Canine Assistant brings Pet Therapy to Children’s Patients

By on March 14, 2017

If your child ever needs to be hospitalized at Children’s Hospital, you can rest assured that myriad resources are available to improve their experience. Among the offerings are the Carolyn Scott Rainbow House for families that live more than 60 miles from Omaha, social workers, child life specialists, pastoral/spiritual care, and pet therapy. Yes! Therapy dogs have become more common in hospital settings, and Children’s is happy to provide patients with access to pet therapy dogs, as well as a specially trained resident facility dog.

“For children, the ability to interact with a certified therapy dog can have a very positive impact upon their quality of life,” says Children’s web site. “Interacting with a pet can sometimes enhance recovery following a serious illness.”

Certified canines come to Children’s Thursday mornings for about two hours to visit patients. Therapy dogs meet infection control guidelines, and are escorted to the patient rooms by trained volunteers or child life specialists.

In mid-November of 2016, Sven, a two-year-old golden retriever, joined the Children’s staff and became its first resident facility dog. He brightens days for everyone around the hospital- patients and staff. And though he is specifically there for patients, he’s made an impact on everyone he meets. From an article Children’s published for readers late last year, it’s very clear Sven has great value to all.

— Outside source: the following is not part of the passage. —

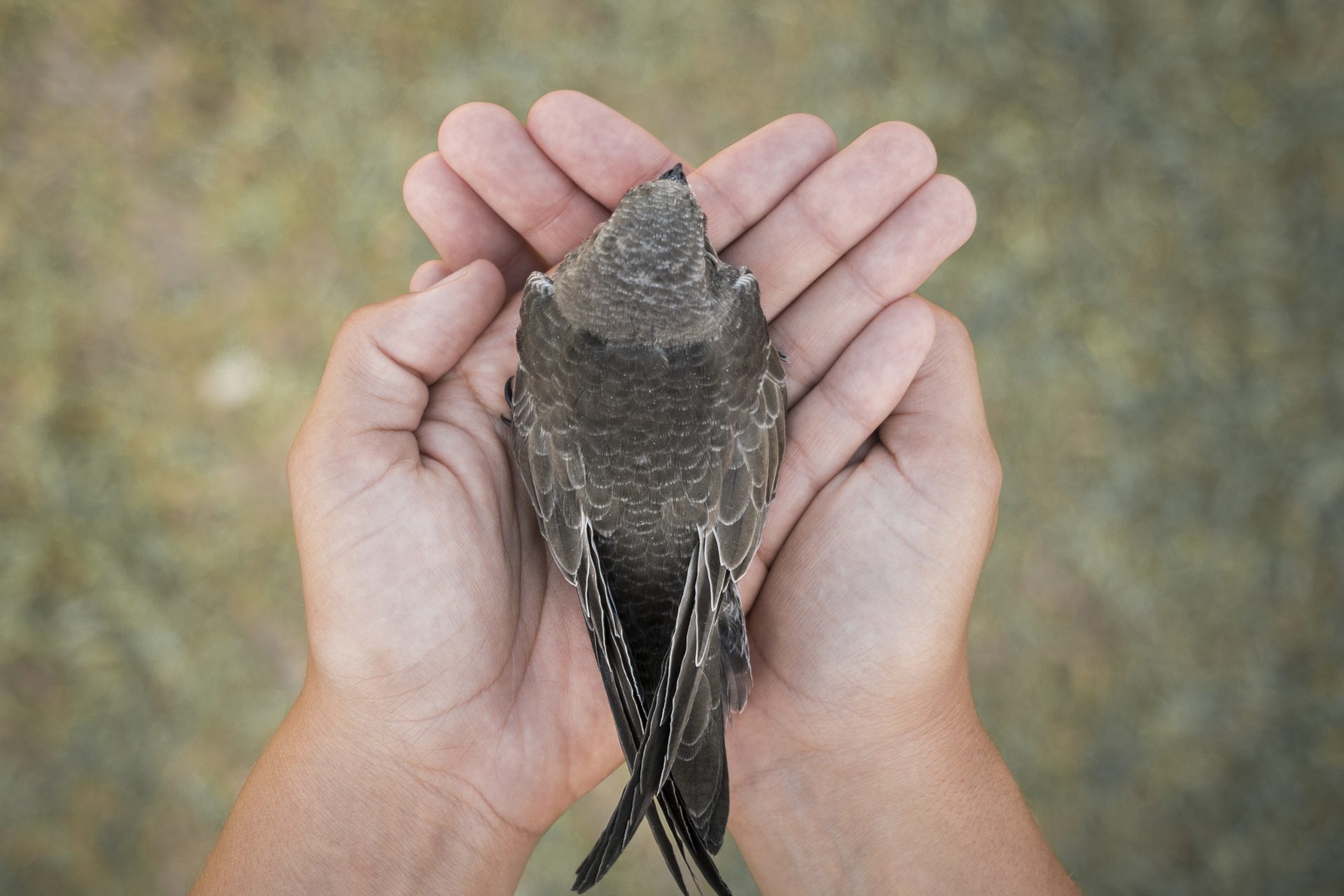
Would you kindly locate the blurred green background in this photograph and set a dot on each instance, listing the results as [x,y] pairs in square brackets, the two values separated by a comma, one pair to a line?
[192,195]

Follow Sven on Instagram @SvenatChildrens

He’s a 40-hour-a-week employee with patients to see and therapy to facilitate. Sven is not only popular—he’s busy, too. Busy not only bringing joy to people around the hospital, but busy making a big difference in the stay of every patient.

“The facility dog assists our Child Life staff in providing support and normalization in the hospital setting,” says Terry Patterson, Children’s manager of family resources. “This is more than just a diversion; this is therapy.”

It’s that distinction that sets Sven apart from Children’s handful of pet therapy dogs and volunteers.



While Sven and his canine colleagues do provide a distraction or “diversion,” science proves over and over that these animals have a deep impact.

Britta Carr, a certified child life specialist is Sven’s handler. The Child Life team offers patients and families psychosocial support while hospitalized. They are experts in child development and promote effective coping through play, preparation education and self-expression activities. Britta and Sven work and live together 24/7.

Carr says she wanted to be a veterinarian when she was a child. She also loves kids, so she’s found the perfect job, she said in a recent Children’s publication. Carr worked with Sven in Atlanta before he came to Children’s in Omaha; he’s a graduate of Canine Assistant’s Hospital program. In his months of training, says Karen Casto, director of the program, Sven was exposed to all aspects of human life in the hospital. From noise coming out of machines to meeting all kinds of people in all kinds of circumstances, Sven was trained to do a very special job. Interestingly, handlers use no commands with the therapy dogs; it’s a relationship built on trust. Sven’s bond with Carr is strong. And he’s a good motivator, too.

He provides therapeutic services for patients in outpatient and inpatient programs, sometimes helping to get patients to comply, take medication, or participate in group therapy. Surely it’s hard to say no to Sven. And surely it’s a great thing to have Sven and the caring medical professionals at Children’s when a tough procedure looms or a treatment program is uncomfortable or painful.

And though his job description is to help and encourage patients who are in various stages of life, he’s a great asset to staff as well. If anyone has worked in a hospital, been a patient, or visited a sick or dying family member, one understands hard days are not uncommon in that setting. Sven is there to lean on should a nurse or other staff member need a little support.

It’s no wonder Sven is the most popular staff member at Children’s.

Casto says that “Hospital placement has really been within the past few years, so it’s a fairly new thing nationwide,” but that “It’s catching on…because everyone sees the benefits of animal-assisted therapy in health care.”

Thanks to Sven for his service, to Children’s staff for the amazing work they do, and thanks to Sarah Weller and Suzanne Rogert for introducing us to Sven and the therapy dogs working to bring comfort and smiles to patients throughout Children’s.